Lorsque l'Ontarienne Loblaws a acheté Provigo en 1998, plusieurs craignaient que les producteurs québécois perdent leur place dans les magasins. C'est pour cette raison que le gouvernement du Québec avait convaincu Loblaws d'adhérer à une clause d'achats minimums au Québec pour un certain nombre d'années.

Mais moi, je savais très bien que Loblaws ne ferait pas l'erreur de diminuer ses achats au Québec, car elle avait trop à perdre. Ma crainte majeure se situait à un autre niveau: la haute direction de Loblaws aurait-elle l'intelligence de garder à Montréal une direction québécoise digne de ce nom, une direction sensible aux habitudes de consommation alimentaire des Québécois et capable de réagir rapidement à toute situation engendrée par la compétition? Du moins, je l'espérais, car l'histoire est pleine d'exemples d'entreprises qui, faisant fi de la société distincte qu'est le Québec alimentaire, ont entrepris de canadianiser leurs opérations avec, chaque fois, des résultats décevants qui ont souvent amené leur disparition.

Eh bien, Loblaws est bêtement tombée dans le panneau. Au cours des 13 dernières années, c'est par centaines que des cadres et autres employés hors magasins ont quitté l'entreprise ou se sont carrément fait montrer la porte, très souvent avec de généreuses allocations de départ pour éviter des vagues qui auraient alerté les médias sur ce qui se passait.

La mise en marché des magasins, autrefois pensée, gérée et implantée au Québec par des Québécois, pour des consommateurs québécois, est maintenant pensée et gérée à partir de Toronto. L'input local est minimal et le résultat est d'une tristesse qui fait presque brailler.

Alors que Metro, avec des guerriers locaux comme Éric Laflèche et Robert Sawyer, qui ont succédé aux Pierre Lessard, et qu'IGA, avec Marc Poulin, digne successeur des Jean-Guy Deaudelin et Pierre Croteau, font la pluie et le beau temps, Provigo perd du terrain chaque jour et ne semble plus savoir où il s'en va.

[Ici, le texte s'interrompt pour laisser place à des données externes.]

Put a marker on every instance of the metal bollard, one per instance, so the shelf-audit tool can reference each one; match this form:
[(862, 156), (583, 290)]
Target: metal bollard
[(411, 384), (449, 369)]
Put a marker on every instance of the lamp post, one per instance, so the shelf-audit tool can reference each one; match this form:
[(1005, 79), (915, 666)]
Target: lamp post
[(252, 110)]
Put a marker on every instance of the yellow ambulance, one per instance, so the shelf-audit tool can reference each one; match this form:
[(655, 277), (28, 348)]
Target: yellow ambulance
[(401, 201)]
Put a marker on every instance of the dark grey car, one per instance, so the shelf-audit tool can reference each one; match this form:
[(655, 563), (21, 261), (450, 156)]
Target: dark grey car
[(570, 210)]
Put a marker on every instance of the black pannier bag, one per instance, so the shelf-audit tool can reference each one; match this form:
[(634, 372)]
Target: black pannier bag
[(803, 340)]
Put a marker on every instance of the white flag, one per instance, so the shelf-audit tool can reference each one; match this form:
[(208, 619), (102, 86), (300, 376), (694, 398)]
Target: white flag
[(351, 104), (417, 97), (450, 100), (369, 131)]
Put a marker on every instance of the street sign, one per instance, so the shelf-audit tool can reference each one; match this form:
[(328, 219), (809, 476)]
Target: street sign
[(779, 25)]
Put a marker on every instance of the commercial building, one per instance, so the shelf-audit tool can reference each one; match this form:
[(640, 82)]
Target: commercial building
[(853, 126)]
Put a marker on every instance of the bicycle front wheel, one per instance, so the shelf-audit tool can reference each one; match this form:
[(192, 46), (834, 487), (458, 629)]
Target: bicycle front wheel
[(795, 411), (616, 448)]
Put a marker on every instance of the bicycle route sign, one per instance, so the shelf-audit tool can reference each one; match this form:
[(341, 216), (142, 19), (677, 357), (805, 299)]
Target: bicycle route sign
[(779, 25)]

L'esprit qui animait les propriétaires de supermarchés Provigo avant que Loblaws en fasse l'acquisition n'y est tout simplement plus. Quand un nouveau joueur arrive, il gruge les parts de marché de Provigo beaucoup plus que celles de Metro ou d'IGA. En fait, qui sont les guerriers locaux de Provigo? Je serais bien embêté de vous dire qui gère Provigo au Québec tellement toutes les décisions importantes sont maintenant prises à Toronto. Metro et IGA sont en train de faire subir à Provigo ce que ce dernier et Metro ont fait subir à Dominion et à Steinberg dans les années 90. Provigo aurait dû suivre l'exemple d'IGA, une entreprise qui appartient à Sobey's des Maritimes mais qui a su, au cours des années, donner à sa filiale québécoise toute l'autonomie nécessaire à son succès.

Ce qui est vraiment dommage dans tout cela, c'est le manque de respect que Loblaws démontre envers les Denault, Turmel, Provost et Lamontagne qui ont fondé Provigo en 1969 pour en faire un fleuron de l'entrepreneuriat québécois. Ces derniers mériteraient certes beaucoup plus que le désastre actuel.

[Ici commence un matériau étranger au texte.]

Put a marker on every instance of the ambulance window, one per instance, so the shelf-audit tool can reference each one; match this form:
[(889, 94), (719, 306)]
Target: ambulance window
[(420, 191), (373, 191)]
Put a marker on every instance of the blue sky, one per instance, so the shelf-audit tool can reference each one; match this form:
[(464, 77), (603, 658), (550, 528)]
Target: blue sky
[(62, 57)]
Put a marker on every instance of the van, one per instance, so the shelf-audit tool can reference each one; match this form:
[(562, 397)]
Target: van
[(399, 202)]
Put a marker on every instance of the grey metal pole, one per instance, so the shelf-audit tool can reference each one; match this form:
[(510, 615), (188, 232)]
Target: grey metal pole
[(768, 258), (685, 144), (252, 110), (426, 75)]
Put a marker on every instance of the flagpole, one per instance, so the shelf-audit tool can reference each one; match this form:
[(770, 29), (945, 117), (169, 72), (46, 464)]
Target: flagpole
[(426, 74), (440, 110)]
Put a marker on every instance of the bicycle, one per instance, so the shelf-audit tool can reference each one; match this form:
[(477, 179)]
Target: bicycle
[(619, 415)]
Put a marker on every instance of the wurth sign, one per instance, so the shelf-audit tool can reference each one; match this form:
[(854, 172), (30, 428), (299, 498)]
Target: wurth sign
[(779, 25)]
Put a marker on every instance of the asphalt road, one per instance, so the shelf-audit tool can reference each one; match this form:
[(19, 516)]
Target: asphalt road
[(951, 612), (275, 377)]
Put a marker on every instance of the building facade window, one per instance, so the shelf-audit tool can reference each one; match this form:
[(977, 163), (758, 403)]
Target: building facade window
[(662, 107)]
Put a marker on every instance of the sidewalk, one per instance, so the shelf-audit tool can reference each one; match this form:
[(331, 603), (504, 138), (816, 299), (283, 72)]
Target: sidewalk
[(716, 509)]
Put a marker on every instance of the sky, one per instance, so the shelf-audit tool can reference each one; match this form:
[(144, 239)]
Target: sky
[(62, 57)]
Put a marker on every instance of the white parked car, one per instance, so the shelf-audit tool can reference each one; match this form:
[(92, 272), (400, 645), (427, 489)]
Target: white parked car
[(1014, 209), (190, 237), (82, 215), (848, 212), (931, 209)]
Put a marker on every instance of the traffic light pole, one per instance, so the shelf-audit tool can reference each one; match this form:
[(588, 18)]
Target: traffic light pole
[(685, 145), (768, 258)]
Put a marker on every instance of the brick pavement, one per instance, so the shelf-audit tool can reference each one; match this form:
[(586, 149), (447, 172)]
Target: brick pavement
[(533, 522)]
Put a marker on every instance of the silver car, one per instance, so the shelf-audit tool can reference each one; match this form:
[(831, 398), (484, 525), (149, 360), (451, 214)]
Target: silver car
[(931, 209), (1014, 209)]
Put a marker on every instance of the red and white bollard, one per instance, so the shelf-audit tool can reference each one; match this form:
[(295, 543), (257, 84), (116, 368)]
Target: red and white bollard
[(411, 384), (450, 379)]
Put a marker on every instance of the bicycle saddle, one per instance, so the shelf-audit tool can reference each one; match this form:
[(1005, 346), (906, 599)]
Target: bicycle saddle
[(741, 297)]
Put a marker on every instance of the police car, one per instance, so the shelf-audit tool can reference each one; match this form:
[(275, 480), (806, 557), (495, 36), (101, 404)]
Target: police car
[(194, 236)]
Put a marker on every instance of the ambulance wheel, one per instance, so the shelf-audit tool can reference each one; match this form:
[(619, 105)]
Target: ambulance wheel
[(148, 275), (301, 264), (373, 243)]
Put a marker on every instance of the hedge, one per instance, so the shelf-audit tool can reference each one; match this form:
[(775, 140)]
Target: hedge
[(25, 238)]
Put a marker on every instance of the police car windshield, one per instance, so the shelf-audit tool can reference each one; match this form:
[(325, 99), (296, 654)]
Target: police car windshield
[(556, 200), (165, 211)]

Ce qui est certain, c'est que, dans le commerce de détail, il n'y a pas de pardon pour les mésadaptés. Ou bien vous êtes un leader qui montre le chemin, ou bien vous suivez le leader en essayant de le rattraper.

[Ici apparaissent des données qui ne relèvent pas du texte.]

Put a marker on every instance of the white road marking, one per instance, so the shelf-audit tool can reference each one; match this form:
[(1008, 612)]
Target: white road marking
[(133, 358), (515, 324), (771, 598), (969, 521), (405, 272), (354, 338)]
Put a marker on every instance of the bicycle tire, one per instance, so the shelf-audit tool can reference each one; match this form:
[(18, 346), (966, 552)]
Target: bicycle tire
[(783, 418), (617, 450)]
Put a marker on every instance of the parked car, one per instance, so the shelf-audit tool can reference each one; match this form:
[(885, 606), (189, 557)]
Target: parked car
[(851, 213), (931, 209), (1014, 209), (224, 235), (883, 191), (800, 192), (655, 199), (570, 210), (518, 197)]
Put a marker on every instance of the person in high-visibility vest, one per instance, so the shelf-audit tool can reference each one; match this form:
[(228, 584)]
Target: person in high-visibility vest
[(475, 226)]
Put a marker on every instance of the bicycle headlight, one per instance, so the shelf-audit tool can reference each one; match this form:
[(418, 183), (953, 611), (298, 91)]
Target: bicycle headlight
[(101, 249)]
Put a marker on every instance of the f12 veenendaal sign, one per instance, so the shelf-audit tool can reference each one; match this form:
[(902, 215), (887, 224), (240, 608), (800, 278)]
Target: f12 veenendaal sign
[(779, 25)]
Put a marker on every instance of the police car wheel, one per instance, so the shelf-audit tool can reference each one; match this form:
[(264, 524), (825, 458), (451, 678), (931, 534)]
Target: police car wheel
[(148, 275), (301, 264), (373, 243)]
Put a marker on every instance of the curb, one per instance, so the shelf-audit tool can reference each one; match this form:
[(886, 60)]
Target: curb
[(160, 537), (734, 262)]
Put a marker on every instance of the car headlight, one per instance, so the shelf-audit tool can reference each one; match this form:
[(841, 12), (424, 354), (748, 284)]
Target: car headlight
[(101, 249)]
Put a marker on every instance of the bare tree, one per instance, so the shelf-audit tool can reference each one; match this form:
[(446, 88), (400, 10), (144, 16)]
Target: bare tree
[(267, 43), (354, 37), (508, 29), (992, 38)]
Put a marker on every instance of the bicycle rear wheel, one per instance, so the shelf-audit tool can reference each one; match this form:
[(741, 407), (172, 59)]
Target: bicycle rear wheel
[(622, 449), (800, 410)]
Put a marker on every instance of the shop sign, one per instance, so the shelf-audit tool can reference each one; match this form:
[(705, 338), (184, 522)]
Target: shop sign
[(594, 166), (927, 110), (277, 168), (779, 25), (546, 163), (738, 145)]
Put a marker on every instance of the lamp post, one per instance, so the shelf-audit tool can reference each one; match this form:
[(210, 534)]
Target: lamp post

Bientôt, Provigo ne sera même plus dans la course pour rattraper ceux qui l'ont dépassé. Et il n'aura que lui-même à blâmer. Si Provigo veut redevenir un joueur clé sur l'échiquier alimentaire du Québec, il va falloir que Loblaws révise sa position et constate que la stratégie de Metro et d'IGA est pas mal supérieure à la sienne, car la centralisation des opérations est souvent contraire aux impératifs locaux.